O Grande Hotel Budapeste
O Grande Hotel Budapeste (Grand Budapest Hotel, 2014), de Wes Anderson
Desde o primeiro filme após Três é Demais (1998), seu melhor trabalho, Wes Anderson é dependente do visual. É o tratamento dado às imagens que segura muitas vezes o interesse de seus filmes, uma vez que a construção dos personagens passa a ser negligenciada em favor dos habituais gracejos que adornam seu cinema. A síndrome do desenho animado surge ainda timidamente em Os Excêntricos Tenenbaums (2001) e explode no super colorido A Vida Marinha com Steve Zissou (2004). Longe de ser devidamente expurgada com O Fantástico Sr. Raposo (2009), que é de fato um desenho animado, a síndrome ressurge com força em Moonrise Kingdom (2012), a ponto de eclipsar o romance juvenil que é motor do filme.
Agora, com O Grande Hotel Budapeste, o diretor finalmente encontra um sentido pleno para tamanha obsessão, tal é a conjunção entre trabalho visual e desenvolvimento narrativo. Logicamente, sendo Anderson um exagerado, existem momentos em que o visual está sobrecarregado. Essa sobrecarga plástica, mais a predileção por movimentos de câmera espalhafatosos, fazem com que seus filmes estejam sempre numa corda-bamba, correndo o risco de se espatifarem no chão sem a providencial salvação de uma rede de segurança. Paradoxalmente, essa é sua força, uma vez que difere seu cinema do rame-rame indie que impera no dito cinema autoral americano (e europeu também, de certo modo). A graça muitas vezes vem do risco, ainda que esse risco tenha mais a ver com a recepção de seus filmes por críticos do que pelos cinéfilos atuais, habituados a engolir como novidade estranhezas quaisquer.
Na trama, mais um capítulo da bizarrice andersoniana, um flashback (dentro de outro flashback) explica a aventura de um gerente de hotel acusado injustamente do envenenamento fatal de uma madame cheia de aspirantes a herdeiros. Seu fiel escudeiro é o narrador do segundo flashback (enquanto seu interlocutor é o narrador do primeiro, o que o transforma inevitavelmente no narrador geral do filme): um jovem ajudante apátrida, tomado como afilhado pelo gerente falso culpado. Novas revelações e soluções surgirão, sempre de acordo com o mundo bizarro que move as ideias do diretor. Há, por exemplo, a fuga da prisão, sequência onde se encontra o momento mais desenho animado de todo o filme: a passagem dos fugitivos pelo alojamento dos guardas. Há, também, a participação de um Willem Dafoe completamente caricato como um armário monstruoso que lembra um tripulante do cupê mal assombrado, da Corrida Maluca.

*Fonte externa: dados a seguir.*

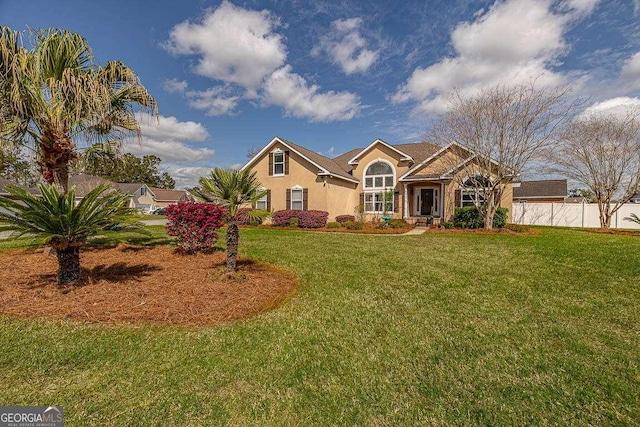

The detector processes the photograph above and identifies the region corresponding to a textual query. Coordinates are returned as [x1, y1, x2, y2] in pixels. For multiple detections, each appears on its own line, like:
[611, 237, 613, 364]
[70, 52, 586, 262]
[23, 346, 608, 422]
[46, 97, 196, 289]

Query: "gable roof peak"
[347, 138, 415, 165]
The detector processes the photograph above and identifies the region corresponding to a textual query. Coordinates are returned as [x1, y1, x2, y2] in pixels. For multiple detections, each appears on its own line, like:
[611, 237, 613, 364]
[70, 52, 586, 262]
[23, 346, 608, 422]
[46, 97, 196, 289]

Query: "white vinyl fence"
[513, 203, 640, 229]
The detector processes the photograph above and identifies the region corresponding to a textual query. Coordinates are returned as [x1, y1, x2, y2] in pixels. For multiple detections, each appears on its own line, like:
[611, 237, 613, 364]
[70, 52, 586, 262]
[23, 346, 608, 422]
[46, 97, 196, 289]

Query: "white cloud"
[137, 114, 209, 141]
[123, 114, 215, 162]
[390, 0, 588, 113]
[186, 86, 240, 116]
[583, 96, 640, 117]
[163, 165, 213, 188]
[620, 52, 640, 87]
[565, 0, 600, 14]
[311, 18, 379, 75]
[263, 65, 360, 122]
[124, 136, 215, 162]
[162, 78, 189, 93]
[166, 0, 287, 90]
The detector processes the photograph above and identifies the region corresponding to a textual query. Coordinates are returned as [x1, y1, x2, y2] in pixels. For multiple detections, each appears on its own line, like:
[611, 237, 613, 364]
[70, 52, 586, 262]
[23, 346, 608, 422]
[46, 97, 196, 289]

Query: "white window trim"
[256, 188, 268, 211]
[271, 148, 287, 176]
[362, 158, 396, 214]
[364, 188, 395, 214]
[289, 185, 304, 211]
[460, 174, 493, 207]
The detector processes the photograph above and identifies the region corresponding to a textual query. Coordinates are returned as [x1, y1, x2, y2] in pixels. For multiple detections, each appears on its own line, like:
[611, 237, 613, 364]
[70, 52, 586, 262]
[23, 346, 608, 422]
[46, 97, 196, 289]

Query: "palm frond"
[193, 168, 266, 218]
[0, 184, 146, 248]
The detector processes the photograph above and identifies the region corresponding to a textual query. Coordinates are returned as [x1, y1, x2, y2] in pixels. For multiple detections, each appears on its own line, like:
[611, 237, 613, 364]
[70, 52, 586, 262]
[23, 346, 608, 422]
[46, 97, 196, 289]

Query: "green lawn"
[0, 228, 640, 426]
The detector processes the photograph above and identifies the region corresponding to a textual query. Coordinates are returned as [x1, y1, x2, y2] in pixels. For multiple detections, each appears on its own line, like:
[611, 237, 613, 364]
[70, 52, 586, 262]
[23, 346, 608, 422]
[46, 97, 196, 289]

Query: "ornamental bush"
[344, 221, 364, 230]
[453, 206, 508, 228]
[336, 215, 356, 225]
[166, 202, 227, 254]
[389, 218, 409, 228]
[236, 208, 270, 225]
[271, 209, 329, 228]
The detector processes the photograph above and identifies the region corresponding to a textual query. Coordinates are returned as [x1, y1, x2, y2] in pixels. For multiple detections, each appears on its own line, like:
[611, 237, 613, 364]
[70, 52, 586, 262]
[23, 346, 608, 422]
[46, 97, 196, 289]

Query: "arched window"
[460, 174, 493, 206]
[364, 160, 395, 190]
[364, 160, 396, 213]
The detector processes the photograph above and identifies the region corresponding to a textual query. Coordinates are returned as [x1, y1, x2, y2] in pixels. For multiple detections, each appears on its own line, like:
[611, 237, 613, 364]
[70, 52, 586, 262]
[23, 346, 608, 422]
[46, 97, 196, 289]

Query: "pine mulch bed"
[0, 245, 297, 325]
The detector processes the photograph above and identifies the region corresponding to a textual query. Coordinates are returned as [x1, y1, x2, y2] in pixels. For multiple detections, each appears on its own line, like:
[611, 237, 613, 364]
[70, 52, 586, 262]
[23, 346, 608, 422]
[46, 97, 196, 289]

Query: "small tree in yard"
[0, 184, 144, 285]
[552, 112, 640, 228]
[430, 83, 578, 229]
[166, 202, 227, 254]
[192, 168, 266, 272]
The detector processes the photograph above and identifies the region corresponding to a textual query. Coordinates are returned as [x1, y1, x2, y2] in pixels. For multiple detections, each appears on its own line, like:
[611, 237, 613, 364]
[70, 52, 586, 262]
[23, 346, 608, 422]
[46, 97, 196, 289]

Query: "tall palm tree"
[0, 184, 144, 285]
[0, 27, 157, 191]
[192, 168, 266, 272]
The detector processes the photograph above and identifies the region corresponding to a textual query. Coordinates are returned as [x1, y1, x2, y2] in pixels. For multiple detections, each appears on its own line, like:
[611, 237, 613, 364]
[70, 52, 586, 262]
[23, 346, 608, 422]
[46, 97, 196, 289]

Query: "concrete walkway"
[140, 219, 167, 225]
[401, 227, 429, 236]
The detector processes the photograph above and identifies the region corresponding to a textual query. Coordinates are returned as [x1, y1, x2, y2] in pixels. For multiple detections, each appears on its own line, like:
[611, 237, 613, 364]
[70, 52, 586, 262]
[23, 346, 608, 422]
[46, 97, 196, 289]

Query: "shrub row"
[336, 215, 356, 225]
[271, 210, 329, 228]
[166, 202, 228, 254]
[453, 206, 508, 228]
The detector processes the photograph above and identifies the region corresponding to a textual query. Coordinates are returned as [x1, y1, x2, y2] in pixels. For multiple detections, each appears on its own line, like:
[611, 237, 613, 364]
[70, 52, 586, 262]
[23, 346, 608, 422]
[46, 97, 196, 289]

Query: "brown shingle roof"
[280, 138, 355, 180]
[69, 174, 117, 197]
[394, 142, 441, 163]
[116, 182, 144, 195]
[513, 179, 567, 199]
[149, 187, 187, 203]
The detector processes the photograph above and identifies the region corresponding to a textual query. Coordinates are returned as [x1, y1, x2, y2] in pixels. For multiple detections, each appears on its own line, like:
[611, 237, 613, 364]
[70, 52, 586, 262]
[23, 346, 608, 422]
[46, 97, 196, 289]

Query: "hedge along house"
[242, 137, 513, 222]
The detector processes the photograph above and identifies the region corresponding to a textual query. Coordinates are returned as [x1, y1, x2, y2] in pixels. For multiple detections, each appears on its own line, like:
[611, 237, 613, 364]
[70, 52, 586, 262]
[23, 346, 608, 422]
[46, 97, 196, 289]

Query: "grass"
[0, 228, 640, 426]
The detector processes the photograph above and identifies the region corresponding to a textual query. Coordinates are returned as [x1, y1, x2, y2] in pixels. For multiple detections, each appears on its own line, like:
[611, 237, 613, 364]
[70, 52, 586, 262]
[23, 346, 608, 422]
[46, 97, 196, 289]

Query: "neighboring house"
[242, 137, 512, 222]
[114, 182, 155, 212]
[149, 187, 193, 207]
[513, 179, 568, 203]
[0, 174, 192, 211]
[69, 174, 191, 212]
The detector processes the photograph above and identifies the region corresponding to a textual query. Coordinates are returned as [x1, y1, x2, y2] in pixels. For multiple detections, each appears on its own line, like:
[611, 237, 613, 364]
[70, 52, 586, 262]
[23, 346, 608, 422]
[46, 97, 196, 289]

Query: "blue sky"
[0, 0, 640, 187]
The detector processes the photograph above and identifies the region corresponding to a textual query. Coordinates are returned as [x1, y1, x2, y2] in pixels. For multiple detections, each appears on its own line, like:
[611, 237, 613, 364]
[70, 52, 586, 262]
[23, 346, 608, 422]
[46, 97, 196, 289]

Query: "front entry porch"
[403, 182, 445, 225]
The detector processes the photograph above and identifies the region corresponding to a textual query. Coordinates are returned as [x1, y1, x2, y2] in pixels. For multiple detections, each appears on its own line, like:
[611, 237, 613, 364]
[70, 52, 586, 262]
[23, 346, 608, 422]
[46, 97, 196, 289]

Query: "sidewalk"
[402, 227, 429, 236]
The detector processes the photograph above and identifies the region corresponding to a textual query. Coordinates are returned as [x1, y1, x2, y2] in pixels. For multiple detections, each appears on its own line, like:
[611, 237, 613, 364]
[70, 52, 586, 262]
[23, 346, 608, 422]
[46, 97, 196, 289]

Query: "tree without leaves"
[551, 111, 640, 228]
[430, 83, 579, 229]
[192, 168, 266, 273]
[0, 184, 145, 285]
[0, 27, 157, 191]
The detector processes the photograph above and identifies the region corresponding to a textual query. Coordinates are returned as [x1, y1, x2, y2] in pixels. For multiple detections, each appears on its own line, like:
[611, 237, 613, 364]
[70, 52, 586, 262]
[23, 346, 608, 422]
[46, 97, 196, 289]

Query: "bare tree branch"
[428, 82, 581, 228]
[551, 111, 640, 228]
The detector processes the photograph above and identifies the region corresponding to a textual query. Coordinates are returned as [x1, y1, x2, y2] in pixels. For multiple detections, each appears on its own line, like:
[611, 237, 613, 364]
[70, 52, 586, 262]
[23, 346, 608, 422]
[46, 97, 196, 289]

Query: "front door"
[420, 188, 433, 216]
[415, 188, 440, 216]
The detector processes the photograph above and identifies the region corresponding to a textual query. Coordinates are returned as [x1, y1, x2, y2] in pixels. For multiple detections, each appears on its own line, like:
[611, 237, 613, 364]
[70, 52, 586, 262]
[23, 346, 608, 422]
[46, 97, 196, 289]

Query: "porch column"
[402, 183, 409, 219]
[440, 182, 446, 221]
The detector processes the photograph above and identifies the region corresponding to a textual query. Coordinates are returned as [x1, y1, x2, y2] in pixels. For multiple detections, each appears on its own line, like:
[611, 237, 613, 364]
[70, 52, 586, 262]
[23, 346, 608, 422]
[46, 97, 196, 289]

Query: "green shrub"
[344, 221, 364, 230]
[504, 224, 531, 233]
[453, 206, 508, 228]
[389, 218, 409, 228]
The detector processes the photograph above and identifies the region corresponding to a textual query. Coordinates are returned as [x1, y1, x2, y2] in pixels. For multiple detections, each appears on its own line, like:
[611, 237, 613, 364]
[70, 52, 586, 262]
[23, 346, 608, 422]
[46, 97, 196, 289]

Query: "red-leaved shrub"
[166, 202, 227, 254]
[336, 215, 356, 225]
[271, 210, 329, 228]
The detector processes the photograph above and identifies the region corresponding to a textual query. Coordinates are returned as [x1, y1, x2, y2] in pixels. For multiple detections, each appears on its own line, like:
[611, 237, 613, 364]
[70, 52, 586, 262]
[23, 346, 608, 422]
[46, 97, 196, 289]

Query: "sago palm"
[193, 168, 266, 272]
[0, 27, 156, 191]
[0, 184, 144, 285]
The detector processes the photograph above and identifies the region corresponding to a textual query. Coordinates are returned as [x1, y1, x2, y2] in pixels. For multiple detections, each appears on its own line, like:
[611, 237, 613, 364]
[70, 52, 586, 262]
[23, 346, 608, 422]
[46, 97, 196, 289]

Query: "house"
[0, 174, 192, 212]
[114, 182, 155, 212]
[242, 137, 512, 222]
[148, 184, 193, 207]
[513, 179, 568, 203]
[69, 174, 191, 212]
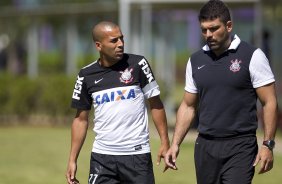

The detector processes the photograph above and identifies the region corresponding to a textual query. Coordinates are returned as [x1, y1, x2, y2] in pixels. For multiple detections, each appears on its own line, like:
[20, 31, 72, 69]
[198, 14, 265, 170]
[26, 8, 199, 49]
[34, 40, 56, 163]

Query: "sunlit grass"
[0, 127, 282, 184]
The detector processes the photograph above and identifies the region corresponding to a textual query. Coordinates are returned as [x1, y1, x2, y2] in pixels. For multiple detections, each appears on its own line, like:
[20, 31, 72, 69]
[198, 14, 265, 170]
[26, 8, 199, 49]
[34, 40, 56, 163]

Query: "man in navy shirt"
[165, 0, 277, 184]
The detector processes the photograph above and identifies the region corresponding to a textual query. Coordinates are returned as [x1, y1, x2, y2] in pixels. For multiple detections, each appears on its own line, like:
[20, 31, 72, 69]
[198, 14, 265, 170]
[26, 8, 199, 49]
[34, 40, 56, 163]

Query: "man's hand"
[66, 162, 79, 184]
[157, 143, 169, 165]
[164, 145, 179, 172]
[254, 146, 273, 174]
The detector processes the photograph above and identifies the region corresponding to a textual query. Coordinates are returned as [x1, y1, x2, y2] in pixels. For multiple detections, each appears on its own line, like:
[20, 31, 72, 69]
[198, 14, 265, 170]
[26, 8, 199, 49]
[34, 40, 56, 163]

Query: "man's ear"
[95, 41, 101, 51]
[226, 21, 233, 33]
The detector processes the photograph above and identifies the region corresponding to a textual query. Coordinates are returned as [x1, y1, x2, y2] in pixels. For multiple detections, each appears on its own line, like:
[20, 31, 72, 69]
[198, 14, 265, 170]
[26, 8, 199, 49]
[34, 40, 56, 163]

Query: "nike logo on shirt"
[198, 65, 206, 70]
[94, 78, 103, 84]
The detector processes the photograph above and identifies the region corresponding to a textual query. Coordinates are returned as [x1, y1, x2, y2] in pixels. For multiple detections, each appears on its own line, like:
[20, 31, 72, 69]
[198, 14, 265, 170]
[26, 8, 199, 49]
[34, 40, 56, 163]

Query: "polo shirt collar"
[202, 34, 241, 51]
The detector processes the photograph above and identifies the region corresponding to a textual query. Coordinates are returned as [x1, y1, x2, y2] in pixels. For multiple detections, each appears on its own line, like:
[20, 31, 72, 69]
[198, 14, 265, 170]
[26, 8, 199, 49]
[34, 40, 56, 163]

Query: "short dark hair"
[198, 0, 231, 24]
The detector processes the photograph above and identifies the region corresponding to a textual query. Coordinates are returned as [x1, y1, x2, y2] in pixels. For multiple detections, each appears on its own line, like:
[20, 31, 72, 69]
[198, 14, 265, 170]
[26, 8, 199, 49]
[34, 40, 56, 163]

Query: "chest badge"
[119, 68, 133, 84]
[229, 59, 242, 73]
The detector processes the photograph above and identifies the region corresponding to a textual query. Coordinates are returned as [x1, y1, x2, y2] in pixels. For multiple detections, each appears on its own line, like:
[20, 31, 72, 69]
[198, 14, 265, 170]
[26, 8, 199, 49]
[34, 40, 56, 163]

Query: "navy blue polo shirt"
[185, 35, 275, 137]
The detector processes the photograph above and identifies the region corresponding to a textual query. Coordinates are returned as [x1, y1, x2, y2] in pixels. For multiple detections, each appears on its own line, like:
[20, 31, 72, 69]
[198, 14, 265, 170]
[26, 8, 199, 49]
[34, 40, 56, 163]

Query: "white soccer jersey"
[72, 54, 160, 155]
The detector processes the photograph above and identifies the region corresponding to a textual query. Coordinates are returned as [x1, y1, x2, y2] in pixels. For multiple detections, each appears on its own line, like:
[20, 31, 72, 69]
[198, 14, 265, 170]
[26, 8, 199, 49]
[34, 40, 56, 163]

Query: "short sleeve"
[184, 58, 198, 93]
[138, 58, 160, 99]
[71, 71, 92, 110]
[249, 49, 275, 88]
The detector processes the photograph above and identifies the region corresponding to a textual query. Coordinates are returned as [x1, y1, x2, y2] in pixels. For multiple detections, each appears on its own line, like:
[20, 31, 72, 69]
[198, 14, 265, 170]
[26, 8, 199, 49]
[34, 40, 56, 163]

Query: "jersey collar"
[202, 34, 241, 51]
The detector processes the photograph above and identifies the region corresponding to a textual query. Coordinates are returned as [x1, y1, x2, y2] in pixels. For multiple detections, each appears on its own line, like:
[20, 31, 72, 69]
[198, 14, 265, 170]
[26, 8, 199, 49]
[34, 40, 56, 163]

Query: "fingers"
[253, 154, 260, 166]
[254, 147, 273, 174]
[164, 153, 177, 172]
[157, 155, 161, 165]
[258, 160, 273, 174]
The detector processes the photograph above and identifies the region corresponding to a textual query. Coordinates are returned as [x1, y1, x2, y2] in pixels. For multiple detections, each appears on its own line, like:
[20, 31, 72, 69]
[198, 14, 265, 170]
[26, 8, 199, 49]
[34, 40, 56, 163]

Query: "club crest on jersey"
[119, 68, 133, 84]
[230, 59, 242, 73]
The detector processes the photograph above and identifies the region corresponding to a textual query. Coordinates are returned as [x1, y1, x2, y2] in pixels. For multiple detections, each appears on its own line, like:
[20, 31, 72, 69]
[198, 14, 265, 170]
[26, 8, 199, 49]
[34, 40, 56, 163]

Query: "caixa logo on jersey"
[138, 59, 154, 83]
[72, 76, 84, 100]
[94, 89, 136, 105]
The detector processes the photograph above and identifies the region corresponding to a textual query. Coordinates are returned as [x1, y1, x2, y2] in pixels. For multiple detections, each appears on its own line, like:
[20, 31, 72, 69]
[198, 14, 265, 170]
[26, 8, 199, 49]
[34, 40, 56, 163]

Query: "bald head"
[92, 21, 119, 42]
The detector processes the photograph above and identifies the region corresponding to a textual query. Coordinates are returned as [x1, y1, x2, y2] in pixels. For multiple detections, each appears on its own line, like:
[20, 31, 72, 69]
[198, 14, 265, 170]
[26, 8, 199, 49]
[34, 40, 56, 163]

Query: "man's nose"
[206, 30, 212, 38]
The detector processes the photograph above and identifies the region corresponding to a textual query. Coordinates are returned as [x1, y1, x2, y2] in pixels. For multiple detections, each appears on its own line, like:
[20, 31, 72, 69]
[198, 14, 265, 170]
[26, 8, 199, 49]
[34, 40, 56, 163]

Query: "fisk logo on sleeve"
[138, 59, 154, 83]
[72, 76, 84, 100]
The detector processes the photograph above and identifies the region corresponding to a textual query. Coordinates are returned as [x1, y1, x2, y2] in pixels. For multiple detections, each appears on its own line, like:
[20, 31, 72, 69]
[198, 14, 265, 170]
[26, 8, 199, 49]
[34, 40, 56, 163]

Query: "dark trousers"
[88, 152, 155, 184]
[194, 135, 258, 184]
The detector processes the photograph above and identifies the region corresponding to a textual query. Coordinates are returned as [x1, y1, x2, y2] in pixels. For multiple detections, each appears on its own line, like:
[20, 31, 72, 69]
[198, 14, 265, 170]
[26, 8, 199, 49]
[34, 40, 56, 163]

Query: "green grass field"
[0, 127, 282, 184]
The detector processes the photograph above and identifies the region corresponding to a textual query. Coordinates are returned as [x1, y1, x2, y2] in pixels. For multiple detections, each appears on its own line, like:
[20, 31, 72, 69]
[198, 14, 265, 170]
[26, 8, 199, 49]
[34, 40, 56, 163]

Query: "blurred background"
[0, 0, 282, 129]
[0, 0, 282, 184]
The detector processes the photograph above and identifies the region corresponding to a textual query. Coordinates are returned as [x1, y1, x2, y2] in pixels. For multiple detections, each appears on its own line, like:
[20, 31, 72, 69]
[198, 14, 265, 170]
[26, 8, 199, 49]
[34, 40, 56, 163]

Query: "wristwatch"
[262, 140, 275, 151]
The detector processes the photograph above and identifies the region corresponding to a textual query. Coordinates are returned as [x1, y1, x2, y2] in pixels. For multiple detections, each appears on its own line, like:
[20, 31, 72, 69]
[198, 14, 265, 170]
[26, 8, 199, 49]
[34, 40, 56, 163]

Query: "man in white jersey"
[165, 0, 277, 184]
[66, 22, 169, 184]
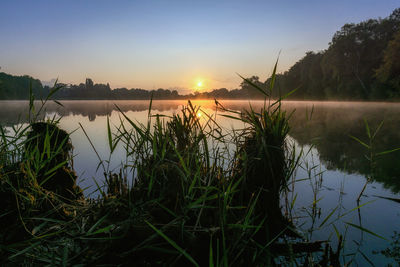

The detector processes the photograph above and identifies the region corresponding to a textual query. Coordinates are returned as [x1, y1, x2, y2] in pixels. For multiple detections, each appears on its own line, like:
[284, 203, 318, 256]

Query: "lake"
[0, 100, 400, 266]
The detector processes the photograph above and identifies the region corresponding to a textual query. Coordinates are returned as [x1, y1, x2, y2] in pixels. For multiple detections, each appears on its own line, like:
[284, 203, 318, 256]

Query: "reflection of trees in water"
[0, 100, 400, 192]
[373, 231, 400, 264]
[291, 103, 400, 192]
[0, 101, 184, 125]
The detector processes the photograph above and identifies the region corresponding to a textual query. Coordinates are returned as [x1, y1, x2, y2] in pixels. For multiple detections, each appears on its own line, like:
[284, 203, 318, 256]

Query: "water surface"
[0, 100, 400, 266]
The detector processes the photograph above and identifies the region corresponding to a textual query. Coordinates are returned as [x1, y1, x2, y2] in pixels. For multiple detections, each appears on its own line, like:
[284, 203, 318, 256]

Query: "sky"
[0, 0, 400, 92]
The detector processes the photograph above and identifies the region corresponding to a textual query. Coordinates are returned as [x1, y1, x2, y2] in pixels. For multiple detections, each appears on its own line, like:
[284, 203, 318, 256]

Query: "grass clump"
[0, 75, 344, 266]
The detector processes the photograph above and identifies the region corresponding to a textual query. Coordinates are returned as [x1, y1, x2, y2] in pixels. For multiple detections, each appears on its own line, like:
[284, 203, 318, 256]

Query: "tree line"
[0, 8, 400, 100]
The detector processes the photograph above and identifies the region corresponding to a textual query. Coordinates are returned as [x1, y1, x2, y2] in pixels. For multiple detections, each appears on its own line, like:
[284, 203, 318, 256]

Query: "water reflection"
[0, 100, 400, 192]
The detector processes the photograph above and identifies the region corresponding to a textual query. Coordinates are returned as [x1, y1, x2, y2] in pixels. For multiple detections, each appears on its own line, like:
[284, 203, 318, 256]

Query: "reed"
[0, 72, 368, 266]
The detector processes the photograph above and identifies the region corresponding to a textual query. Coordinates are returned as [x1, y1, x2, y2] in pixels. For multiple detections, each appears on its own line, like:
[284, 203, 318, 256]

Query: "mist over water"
[0, 100, 400, 262]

Essa bizarrice se expande também para os diversos formatos de tela que se sucedem. O filme começa em 1.85:1 enquanto estamos nos anos 1980, vai para 2.35:1 no primeiro flashback, no final dos anos 60, e depois para 1.37:1 quando entra nos anos 30. Nesse quesito, Anderson brinca com as necessidades espaciais de cada formato, dando vazão à sua cinefilia e ao entendimento que tem da arquitetura dos planos.
Nunca realmente desagradável de se ver, O Grande Hotel Budapeste, com saturações de todos os tipos, reviravoltas dignas de Hanna Barbera, flertes com o oriente, atores famosos em pontas inusitadas (fora os velhos parceiros de sempre), humor peculiar e brincadeiras narrativas semelhantes às de Tarantino, aponta para um diretor mais seguro de suas manias, e, com isso, um tanto mais afetado. Ainda assim, tem inegável charme.